Look at her statement.

She starts by saying she has failed a drug test and takes “full responsibility.” To which one is meant to respond: ‘How refreshing that someone is taking responsibility rather than denying everything or passing the buck.’

However her initial remarks are followed by a series of mitigating circumstances designed to make us feel how noble she is to take responsibility when she is not responsible at all. She does this by mentioning rule changes (that the drug has only just been put on the banned list) and that she used the drug for serious health issues.

She then says how important it is to be open and honest, as she always has been in the past about many things. Yet, this begs the point that this statement was carefully structured and everything she has done in the past has helped to protect and promote her brand.

She then talks about responsibility and professionalism and admits that she made a “huge mistake.”

There are all kinds of different images floating round here. There is the need to take responsibility, which shows her in a good light but also this mention of a “huge mistake.” She is subtly denying that she is a drug cheat and also getting our sympathy by talking of a mistake – after all which one has not made a huge mistake in our lives.

Then she says she has let her fans down.

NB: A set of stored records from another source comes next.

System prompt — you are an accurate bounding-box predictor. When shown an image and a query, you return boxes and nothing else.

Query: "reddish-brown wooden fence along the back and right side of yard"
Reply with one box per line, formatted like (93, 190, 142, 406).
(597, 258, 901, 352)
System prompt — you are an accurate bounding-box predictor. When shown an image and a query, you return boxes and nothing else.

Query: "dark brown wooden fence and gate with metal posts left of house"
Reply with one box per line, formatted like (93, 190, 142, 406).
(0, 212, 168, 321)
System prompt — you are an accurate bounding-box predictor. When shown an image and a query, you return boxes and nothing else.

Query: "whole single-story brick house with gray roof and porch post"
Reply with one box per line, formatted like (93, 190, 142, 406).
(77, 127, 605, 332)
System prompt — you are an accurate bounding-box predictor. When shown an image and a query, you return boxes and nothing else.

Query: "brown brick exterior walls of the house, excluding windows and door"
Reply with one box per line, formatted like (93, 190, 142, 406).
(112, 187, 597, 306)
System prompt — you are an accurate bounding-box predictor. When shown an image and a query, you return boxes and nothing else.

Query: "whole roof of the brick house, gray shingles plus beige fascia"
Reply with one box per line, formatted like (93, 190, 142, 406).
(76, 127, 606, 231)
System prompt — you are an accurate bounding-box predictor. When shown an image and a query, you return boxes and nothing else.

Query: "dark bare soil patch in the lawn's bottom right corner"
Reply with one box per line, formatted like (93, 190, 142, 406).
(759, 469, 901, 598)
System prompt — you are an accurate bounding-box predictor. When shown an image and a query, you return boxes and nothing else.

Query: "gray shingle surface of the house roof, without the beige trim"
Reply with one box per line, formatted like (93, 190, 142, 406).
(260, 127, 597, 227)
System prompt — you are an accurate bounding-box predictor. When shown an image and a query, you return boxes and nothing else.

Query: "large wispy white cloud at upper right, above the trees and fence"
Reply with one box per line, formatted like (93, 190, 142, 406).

But the subtext is that she has let them down by making a huge mistake, which is not really an admission of anything. This is a classic case of the non-apology apology.

And she concludes by saying she knows she faces consequences, adding a plea for another chance.

So, what do we have here? We have the image of a woman taking responsibility for what happened, apologising to her sport and her fans and accepting that there is a price to pay – and there is no doubt that these provided the best media sound-bites.

But there is a clear subtext; that she is human and made mistake due to a whole series of mitigating circumstances and therefore should receive another chance. In other words, she has done nothing really culpable.

In summary it is a very clever mix of the rhetoric of contrite guilt and the hard-nosed substance of innocence.

It is not for me to comment on her case – plenty of reporters will be asking more substantive question than they did at the press conference and sponsors will be deciding whether to follow the example of Nike and suspend her contract.

But don’t be fooled by the images and words Sharapova had used. They are but the first blows in a long campaign to preserve the commercial viability of brand Sharapova.